A phylogenomic analysis was performed to increase the robustness of the previous tree. Unfortunately, phylogeneic distances between strains are particularly short. Statistical scores based on bootstraps are better than with 1ab polyprotein gene, but always too low to allow the detection of specific clusters and their relationships between us. A synteny analysis was also done without conclusive results (only 1 bloc detected).
*updates*
The 1ab polyprotein gene phylogeny of previous human SARS coronavirus (figure 3) is not congruent with the species one based on RAG2 gene (figure 4). The bat SARS coronavirus clusters demonstrated the presence of several tropism changes or a large ability to infect different bat species. On species phylogeny, Rhinolophus ferrumequinum are well separated in a cluster supported with a bootstrap score of 97%. However, the SARS phylogeny failed to regroup sequences from this host species. Previous SARS epidemics seem to be linked with infections from Rhinolophus ferrumequinum, contrary to the covid-19. SARS sequences from Rhinolophus sinicus show likewise the same pattern, indicating cross-infection inside the Rhinolophus genus or even Aselliscus genus.
*updates*
The SNP (single nucleotide polymorphism) analysis of covid-19 strains revealed the presence of 18 SNPs in the genome, with 13 ones located on CDS. Among them, 7 SNPs (on the 1ab polyprotein and the orf3a gene) are responsible for strong mutation events on the protein sequences, with the substitution of an amino acid having different physico-chemical features. (figure 5)
Our phylogenetic analysis based on the 1ab polyprotein gene confirms the emergence of the covid-19 from strains infecting Rhinolophus affinis, a chinese bat, and overturns the origin from the pangolin coronavirus.
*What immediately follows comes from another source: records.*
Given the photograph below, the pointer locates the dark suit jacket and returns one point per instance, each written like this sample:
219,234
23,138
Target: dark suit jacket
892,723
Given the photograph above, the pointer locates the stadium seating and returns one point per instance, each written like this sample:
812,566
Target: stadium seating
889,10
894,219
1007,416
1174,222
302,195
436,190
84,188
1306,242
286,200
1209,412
This gene cannot be used to perform a genotyping of the covid-19. Nevertheless the phylogenetic analysis reveals few genotypes harbouring the same polyprotein. The whole genome approach was not able to show clusters of strains. Evolutionnary events on human covid-19 are too recent to allow a efficient and robust genotyping.
*updates*
Previous human SARS infections are linked to a transmission from the Rhinolophus ferrumequinum species. The study of the other bat SARS coronavirus suggests cross-infections of close coronavirus strains inside bat species. An in-depth knowledge of these bat species and their coronaviruses is necessary to better understand and to anticipate future risks of the emergence of SARS strains infecting humans.
Sequence retrieving were performed using ACNUC [7] and the taxonomic id of the coronavirinae family (2 296 sequences for 2 309 coding sequences). Raw data were filtered by BiomandaData pipeline to remove incomplete and bad sequences. Coding sequences (CDS) were sorted by BiomandaTools TRI_CDS pipeline to form 446 groups of close relative sequence genes. Sequences were dereplicated.
CDS from the group composed of covid-19 sequences were aligned using Clustal Omega [8] (version 1.2.1) and Seaview [9] (version 4.6.2). A manual site selection was conducted and a phylogenetic tree reconstruction was performed with PhyML [10] algorithm (version 3.1, parameters: GTR, Bootstrap 100, NNI, BioNJ). Dendrograms were annotated using Treedyn [11] (version 198.3).